Thus, the question asks for which m can we combine two of the polynomials (x\pm\sqrt{m}\pm\sqrt{2}) to get integer coefficients. We might as well assume that (x+\sqrt{m}+\sqrt{2}) is one of the two polynomials.
(x+\sqrt{m}+\sqrt{2})*(x+\sqrt{m}-\sqrt{2}) = x^2+2x\sqrt{m}+m-2. This is okay if m is a square.
(x+\sqrt{m}+\sqrt{2})*(x-\sqrt{m}+\sqrt{2}) = x^2+2x\sqrt{2}-m+2. This one doesn't work.
(x+\sqrt{m}+\sqrt{2})*(x-\sqrt{m}-\sqrt{2}) =x^2-2\sqrt{2m}-m-2. This is okay if 2m is a square.
Thus, P_m will factor iff m is a square or twice a square.

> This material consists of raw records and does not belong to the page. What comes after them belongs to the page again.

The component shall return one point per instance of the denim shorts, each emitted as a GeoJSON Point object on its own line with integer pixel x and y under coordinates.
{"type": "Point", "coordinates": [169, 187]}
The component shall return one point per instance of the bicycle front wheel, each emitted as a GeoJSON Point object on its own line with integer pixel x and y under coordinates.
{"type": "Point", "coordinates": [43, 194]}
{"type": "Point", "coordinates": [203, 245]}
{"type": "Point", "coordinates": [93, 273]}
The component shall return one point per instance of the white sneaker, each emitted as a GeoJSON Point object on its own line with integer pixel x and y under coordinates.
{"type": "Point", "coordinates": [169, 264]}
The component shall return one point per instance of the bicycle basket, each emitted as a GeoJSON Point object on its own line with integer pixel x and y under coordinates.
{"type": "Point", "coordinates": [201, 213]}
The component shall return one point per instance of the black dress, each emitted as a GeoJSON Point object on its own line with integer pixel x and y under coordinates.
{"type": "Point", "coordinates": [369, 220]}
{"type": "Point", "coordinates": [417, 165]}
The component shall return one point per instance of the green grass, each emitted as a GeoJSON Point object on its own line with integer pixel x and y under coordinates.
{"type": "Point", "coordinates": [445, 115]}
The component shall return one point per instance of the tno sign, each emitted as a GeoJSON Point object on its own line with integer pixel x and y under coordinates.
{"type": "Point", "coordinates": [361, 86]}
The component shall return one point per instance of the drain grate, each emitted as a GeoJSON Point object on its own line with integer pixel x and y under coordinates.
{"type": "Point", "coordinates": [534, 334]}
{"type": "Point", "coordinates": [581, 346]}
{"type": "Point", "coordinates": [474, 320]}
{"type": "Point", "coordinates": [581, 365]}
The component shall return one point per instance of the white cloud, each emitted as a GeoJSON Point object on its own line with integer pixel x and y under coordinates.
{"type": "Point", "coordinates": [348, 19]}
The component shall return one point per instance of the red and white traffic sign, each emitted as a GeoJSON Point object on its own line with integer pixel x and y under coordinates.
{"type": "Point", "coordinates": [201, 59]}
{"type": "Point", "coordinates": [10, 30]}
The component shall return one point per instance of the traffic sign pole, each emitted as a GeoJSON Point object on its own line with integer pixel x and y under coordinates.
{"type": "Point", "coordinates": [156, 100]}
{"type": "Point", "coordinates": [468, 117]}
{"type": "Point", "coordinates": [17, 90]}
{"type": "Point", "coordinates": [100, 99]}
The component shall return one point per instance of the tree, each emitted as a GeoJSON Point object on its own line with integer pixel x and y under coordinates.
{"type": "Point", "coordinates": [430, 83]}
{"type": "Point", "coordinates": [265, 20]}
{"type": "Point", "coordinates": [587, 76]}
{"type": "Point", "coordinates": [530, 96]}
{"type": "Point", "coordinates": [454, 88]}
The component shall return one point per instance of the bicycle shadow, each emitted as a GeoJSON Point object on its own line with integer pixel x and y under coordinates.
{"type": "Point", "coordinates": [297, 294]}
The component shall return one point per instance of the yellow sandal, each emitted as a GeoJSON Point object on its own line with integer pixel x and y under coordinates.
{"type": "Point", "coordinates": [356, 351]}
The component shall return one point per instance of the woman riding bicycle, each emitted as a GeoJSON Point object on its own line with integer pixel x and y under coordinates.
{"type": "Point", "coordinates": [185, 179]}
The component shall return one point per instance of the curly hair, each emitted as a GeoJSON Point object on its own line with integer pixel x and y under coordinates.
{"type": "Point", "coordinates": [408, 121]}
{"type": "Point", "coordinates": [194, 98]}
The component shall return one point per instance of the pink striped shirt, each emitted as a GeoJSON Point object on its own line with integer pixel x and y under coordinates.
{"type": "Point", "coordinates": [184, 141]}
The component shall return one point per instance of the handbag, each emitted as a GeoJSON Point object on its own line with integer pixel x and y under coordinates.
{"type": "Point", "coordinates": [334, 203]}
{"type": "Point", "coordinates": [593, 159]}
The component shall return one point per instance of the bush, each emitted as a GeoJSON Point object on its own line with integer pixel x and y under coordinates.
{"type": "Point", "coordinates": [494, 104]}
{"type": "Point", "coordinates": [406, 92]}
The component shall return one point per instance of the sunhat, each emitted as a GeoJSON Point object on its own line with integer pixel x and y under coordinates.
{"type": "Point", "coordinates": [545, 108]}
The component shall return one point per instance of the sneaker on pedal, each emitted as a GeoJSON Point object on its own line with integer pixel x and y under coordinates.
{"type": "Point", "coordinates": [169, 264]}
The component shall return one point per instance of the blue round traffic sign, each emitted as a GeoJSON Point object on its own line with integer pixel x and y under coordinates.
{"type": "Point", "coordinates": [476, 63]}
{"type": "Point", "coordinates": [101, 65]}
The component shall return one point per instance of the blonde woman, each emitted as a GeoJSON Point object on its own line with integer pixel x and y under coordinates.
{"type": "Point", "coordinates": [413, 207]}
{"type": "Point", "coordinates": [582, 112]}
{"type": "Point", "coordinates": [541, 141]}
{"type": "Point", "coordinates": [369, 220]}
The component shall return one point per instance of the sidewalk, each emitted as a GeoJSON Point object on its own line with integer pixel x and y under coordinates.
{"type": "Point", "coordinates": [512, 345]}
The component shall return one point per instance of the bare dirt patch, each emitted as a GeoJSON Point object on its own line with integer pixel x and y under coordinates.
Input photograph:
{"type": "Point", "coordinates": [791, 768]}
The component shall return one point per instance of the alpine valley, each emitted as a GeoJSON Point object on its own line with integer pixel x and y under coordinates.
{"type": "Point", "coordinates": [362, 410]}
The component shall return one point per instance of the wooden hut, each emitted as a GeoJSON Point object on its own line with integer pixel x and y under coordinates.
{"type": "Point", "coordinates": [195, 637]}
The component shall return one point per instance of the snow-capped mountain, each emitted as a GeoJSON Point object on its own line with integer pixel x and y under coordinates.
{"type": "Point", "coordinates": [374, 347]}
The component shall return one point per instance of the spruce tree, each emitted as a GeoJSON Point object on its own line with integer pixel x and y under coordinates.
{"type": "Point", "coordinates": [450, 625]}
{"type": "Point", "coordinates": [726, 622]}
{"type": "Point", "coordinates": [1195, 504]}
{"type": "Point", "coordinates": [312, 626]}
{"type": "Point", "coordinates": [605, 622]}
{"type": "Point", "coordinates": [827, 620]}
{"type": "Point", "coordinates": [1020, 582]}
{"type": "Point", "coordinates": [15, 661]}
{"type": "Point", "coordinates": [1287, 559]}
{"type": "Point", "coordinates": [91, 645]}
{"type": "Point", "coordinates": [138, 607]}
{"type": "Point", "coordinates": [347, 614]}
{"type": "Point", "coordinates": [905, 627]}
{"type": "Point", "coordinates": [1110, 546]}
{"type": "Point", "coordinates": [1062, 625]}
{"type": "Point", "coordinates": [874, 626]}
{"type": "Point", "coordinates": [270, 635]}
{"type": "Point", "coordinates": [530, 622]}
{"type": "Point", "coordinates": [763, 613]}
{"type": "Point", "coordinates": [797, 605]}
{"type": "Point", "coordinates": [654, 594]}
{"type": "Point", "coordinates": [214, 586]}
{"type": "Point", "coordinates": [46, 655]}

[LZ]:  If a is a zero, so is -a. So it can be factored as (x^2-a^2)(x^2-b^2), where a^2 = m+2+2sqrt(2m) and b^2=m+2-2sqrt(2m). Notice that a^2 and b^2 are integers iff m = 2^(2k+1) for k ge 0, and in this case {a^2, b^2} = {2(2^k +or- 1)^2}. So a and b can never be integers. Hence the two factors must be of degree 2. The other possibility is (x-a)(x-b) as one degree-2 factor. Since (a +or- b)^2 = (a^2+b^2) +or- 2ab = (2m+4) +or- 2(m-2) = 4m or 8. So m must be a perfect square. In conclusion, m = 2^(2k+1) or k^2. Actually, the four zeros are sqrt(m)+sqrt(2), sqrt(m)-sqrt(2), -sqrt(m)+sqrt(2), and -sqrt(m)-sqrt(2). From these, it's easier to obtain the answers.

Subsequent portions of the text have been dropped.